O presidente Luiz Inácio Lula da Silva classificou a manutenção da prisão do ativista Thiago Ávila pelo governo israelense como uma ação "injustificável" e pediu sua pronta libertação.
Ávila foi detido enquanto integrava a Global Sumud Flotilla, que tenta enviar ajuda humanitária à Faixa de Gaza. Lula enfatizou que essa decisão deveria ser "condenada por todos".
✨ O governo brasileiro, juntamente com a Espanha, exige segurança e libertação imediata dos ativistas detidos.
O ativista está em uma cela solitária sem janelas e iniciou uma greve de fome em protesto à sua detenção.

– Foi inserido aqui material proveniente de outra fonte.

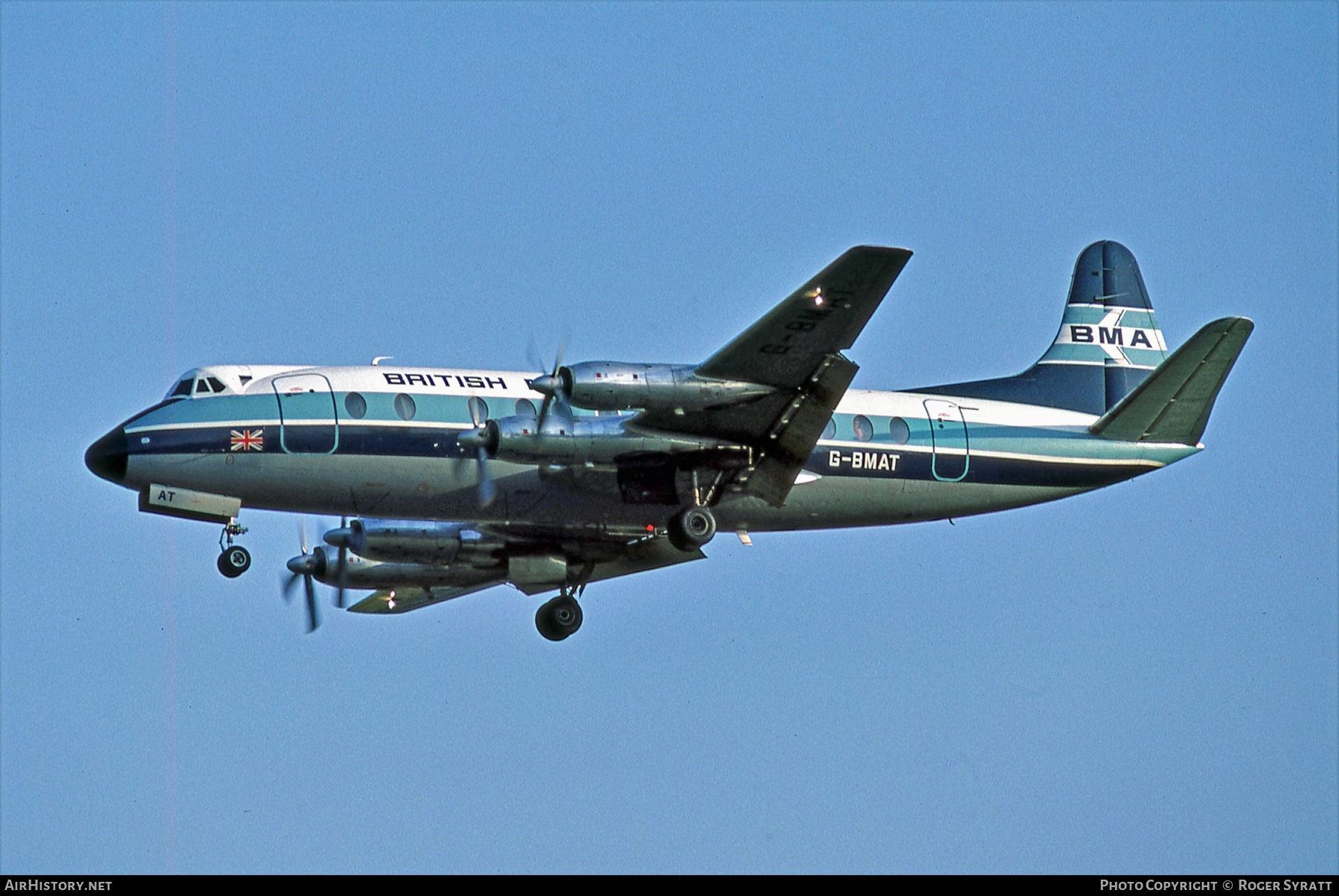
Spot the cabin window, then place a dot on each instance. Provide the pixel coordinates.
(356, 406)
(405, 406)
(899, 431)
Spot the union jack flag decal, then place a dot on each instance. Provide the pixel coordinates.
(248, 441)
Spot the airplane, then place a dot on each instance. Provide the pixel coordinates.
(462, 480)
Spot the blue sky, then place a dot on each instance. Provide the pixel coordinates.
(1137, 680)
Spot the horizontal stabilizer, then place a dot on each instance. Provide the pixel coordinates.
(1175, 402)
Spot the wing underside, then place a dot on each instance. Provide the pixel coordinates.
(794, 349)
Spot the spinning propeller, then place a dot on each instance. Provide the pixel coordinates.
(480, 418)
(549, 384)
(312, 564)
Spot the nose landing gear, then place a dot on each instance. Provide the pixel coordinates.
(693, 528)
(560, 618)
(234, 558)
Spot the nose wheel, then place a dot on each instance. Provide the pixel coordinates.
(234, 561)
(234, 558)
(693, 528)
(560, 618)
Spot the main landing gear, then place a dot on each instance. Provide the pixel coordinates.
(560, 618)
(234, 558)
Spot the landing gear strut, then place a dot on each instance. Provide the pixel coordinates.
(234, 558)
(559, 618)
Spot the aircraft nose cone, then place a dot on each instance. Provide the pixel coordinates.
(107, 457)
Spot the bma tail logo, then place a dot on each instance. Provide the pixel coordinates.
(1109, 335)
(248, 441)
(1113, 339)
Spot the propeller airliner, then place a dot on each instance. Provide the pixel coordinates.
(452, 481)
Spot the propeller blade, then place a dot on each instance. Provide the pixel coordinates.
(488, 491)
(343, 567)
(553, 376)
(343, 578)
(312, 619)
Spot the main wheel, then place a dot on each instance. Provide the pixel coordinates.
(234, 561)
(693, 528)
(559, 618)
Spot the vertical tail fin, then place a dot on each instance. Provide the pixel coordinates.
(1109, 322)
(1108, 344)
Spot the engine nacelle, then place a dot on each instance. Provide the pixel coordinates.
(420, 541)
(614, 386)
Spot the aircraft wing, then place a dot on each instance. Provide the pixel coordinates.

Sua esposa, Lara Silva, relatou que a prisão foi prorrogada por mais cinco dias, sem a formalização de queixas e com base em acusações consideradas apenas suspeitas.
As informações que sustentam a prisão permanecem sigilosas, o que, segundo a defensor, representa uma violação do direito de defesa.
O espanhol-palestino Saif Abu Keshek também foi preso, ambos acusados de vínculos com uma organização sancionada pelos Estados Unidos. Os governos do Brasil e da Espanha já se manifestaram contra o que chama de "sequestro" dos cidadãos.
"A ação flagrante das autoridades israelenses, fora de sua jurisdição, é uma afronta ao Direito Internacional e pode ser contestada em cortes internacionais.
Contexto
O ativista Thiago Ávila foi detido durante uma tentativa de levar ajuda humanitária a Gaza, e sua prisão gera repercussões internacionais.